Cryogenic mechanical properties and failure mechanism of epoxy nanocomposites modified by multiwalled carbon nanotubes with tunable oxygen‐containing groups on surface

The surface chemistry and structure of multiwalled carbon nanotube (MWCNT) plays an important role in MWCNT/epoxy nanocomposites. In this contribution, oxidized multiwalled carbon nanotube (OMCNT) with tunable oxygen‐containing groups is prepared by finely controlling oxidation time and centrifugal speeds. Effects of oxygen‐containing group content on mechanical properties of the OMCNT/E51 epoxy nanocomposites at 77 K are investigated in detail. It reveals that oxygen‐containing groups on the OMCNT surface contribute to significant increases in tensile strength and impact resistance of the OMCNT/E51 epoxy nanocomposites compared with those of the pristine MWCNT/E51 nanocomposites.

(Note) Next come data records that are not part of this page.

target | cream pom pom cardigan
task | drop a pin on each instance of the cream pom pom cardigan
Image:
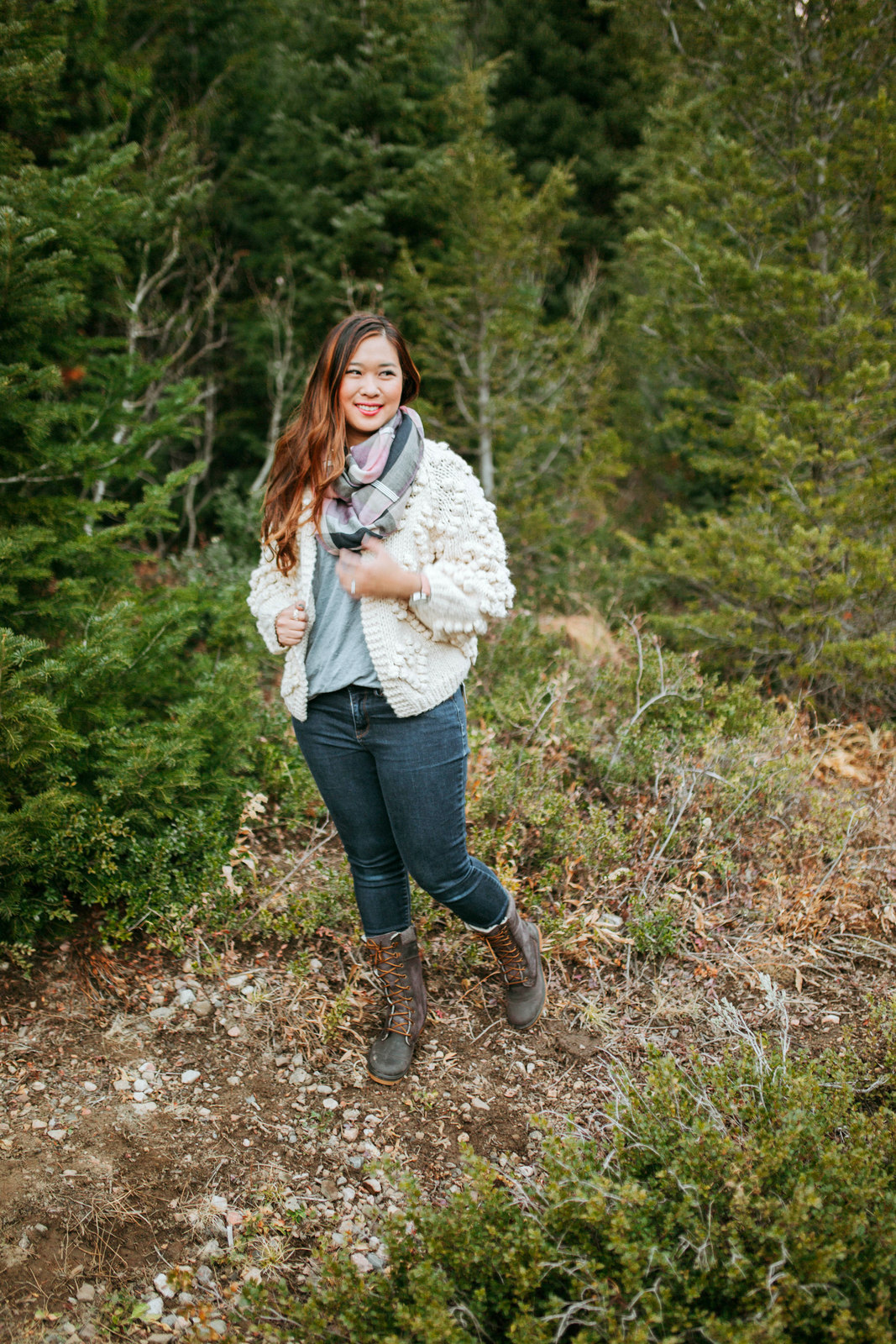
(421, 651)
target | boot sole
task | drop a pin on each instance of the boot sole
(387, 1082)
(544, 1005)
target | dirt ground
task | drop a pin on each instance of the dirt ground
(165, 1117)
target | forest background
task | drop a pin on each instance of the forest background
(644, 255)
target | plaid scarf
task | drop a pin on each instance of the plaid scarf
(369, 495)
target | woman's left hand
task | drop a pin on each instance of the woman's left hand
(375, 573)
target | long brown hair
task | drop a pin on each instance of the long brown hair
(311, 452)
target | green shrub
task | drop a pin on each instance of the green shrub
(743, 1202)
(123, 757)
(654, 929)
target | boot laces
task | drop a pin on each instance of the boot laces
(396, 987)
(508, 956)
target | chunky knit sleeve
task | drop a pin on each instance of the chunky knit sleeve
(269, 593)
(469, 580)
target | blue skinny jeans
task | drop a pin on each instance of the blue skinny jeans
(396, 790)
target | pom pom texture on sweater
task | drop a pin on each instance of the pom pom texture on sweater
(422, 651)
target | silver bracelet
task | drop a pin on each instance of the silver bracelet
(421, 596)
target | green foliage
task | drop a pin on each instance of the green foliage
(759, 323)
(573, 87)
(654, 929)
(123, 757)
(741, 1202)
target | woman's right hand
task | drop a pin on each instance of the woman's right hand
(291, 624)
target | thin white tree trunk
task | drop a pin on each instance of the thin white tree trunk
(484, 400)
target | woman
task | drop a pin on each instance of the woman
(380, 562)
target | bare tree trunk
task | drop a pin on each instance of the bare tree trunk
(484, 401)
(210, 398)
(284, 370)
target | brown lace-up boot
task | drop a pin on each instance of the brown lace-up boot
(517, 951)
(396, 961)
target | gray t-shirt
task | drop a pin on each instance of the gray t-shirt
(336, 654)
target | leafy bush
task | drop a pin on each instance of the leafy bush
(741, 1202)
(123, 757)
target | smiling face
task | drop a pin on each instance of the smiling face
(371, 389)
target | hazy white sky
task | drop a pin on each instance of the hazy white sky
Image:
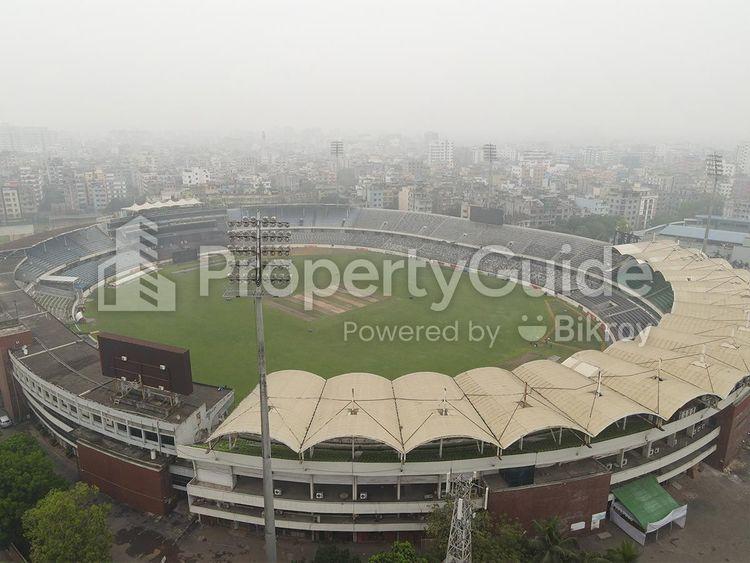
(567, 69)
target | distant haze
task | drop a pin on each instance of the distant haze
(567, 69)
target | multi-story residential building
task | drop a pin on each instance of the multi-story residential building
(196, 176)
(742, 158)
(11, 204)
(440, 152)
(411, 198)
(637, 204)
(95, 189)
(374, 196)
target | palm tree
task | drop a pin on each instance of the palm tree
(550, 545)
(626, 552)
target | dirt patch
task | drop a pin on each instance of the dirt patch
(340, 302)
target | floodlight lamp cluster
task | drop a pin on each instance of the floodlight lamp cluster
(251, 240)
(714, 165)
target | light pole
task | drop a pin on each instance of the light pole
(252, 242)
(489, 152)
(715, 168)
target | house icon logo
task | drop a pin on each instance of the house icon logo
(129, 280)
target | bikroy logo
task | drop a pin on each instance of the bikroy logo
(131, 274)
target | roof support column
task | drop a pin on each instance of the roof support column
(647, 450)
(621, 459)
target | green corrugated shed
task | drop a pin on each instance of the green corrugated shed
(646, 500)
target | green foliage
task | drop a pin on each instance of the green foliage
(626, 552)
(690, 208)
(599, 227)
(492, 539)
(69, 526)
(400, 552)
(331, 553)
(551, 545)
(26, 475)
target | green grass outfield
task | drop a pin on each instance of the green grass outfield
(221, 334)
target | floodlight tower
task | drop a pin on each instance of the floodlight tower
(489, 152)
(715, 169)
(337, 152)
(252, 242)
(459, 538)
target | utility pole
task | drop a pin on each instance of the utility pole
(459, 539)
(251, 240)
(715, 168)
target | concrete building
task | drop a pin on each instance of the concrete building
(196, 176)
(440, 153)
(416, 199)
(636, 204)
(11, 204)
(742, 158)
(374, 196)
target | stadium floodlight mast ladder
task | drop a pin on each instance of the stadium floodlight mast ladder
(260, 246)
(715, 169)
(459, 538)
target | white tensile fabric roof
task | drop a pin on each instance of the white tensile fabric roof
(701, 348)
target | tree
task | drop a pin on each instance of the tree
(69, 526)
(492, 539)
(331, 553)
(26, 475)
(550, 545)
(400, 552)
(626, 552)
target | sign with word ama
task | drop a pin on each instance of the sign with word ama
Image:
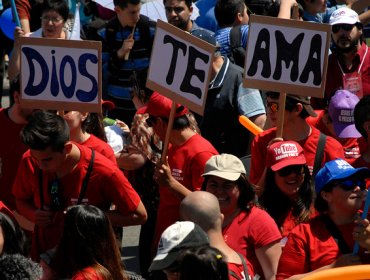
(180, 66)
(61, 74)
(287, 56)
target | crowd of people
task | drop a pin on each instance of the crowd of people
(222, 203)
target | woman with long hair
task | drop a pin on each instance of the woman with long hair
(246, 228)
(87, 249)
(287, 194)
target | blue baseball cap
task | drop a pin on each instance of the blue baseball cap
(337, 169)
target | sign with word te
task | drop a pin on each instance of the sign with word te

A positive correlation between the oxygen‐containing group content and interfacial properties of OMCNT and epoxy matrix is demonstrated by thermogravimetric analysis and fracture morphology, and homogeneous dispersion of the OMCNT in epoxy matrix is obtained with the increase of oxygen‐containing groups on surface of the OMCNT. However, proper content of oxygen‐containing groups is essential to OMCNT/E51 nanocomposites because excessive oxidation tends to make sever structural defects on the OMCNT and has a side effect on cryogenic mechanical properties of OMCNT/E51 nanocomposites.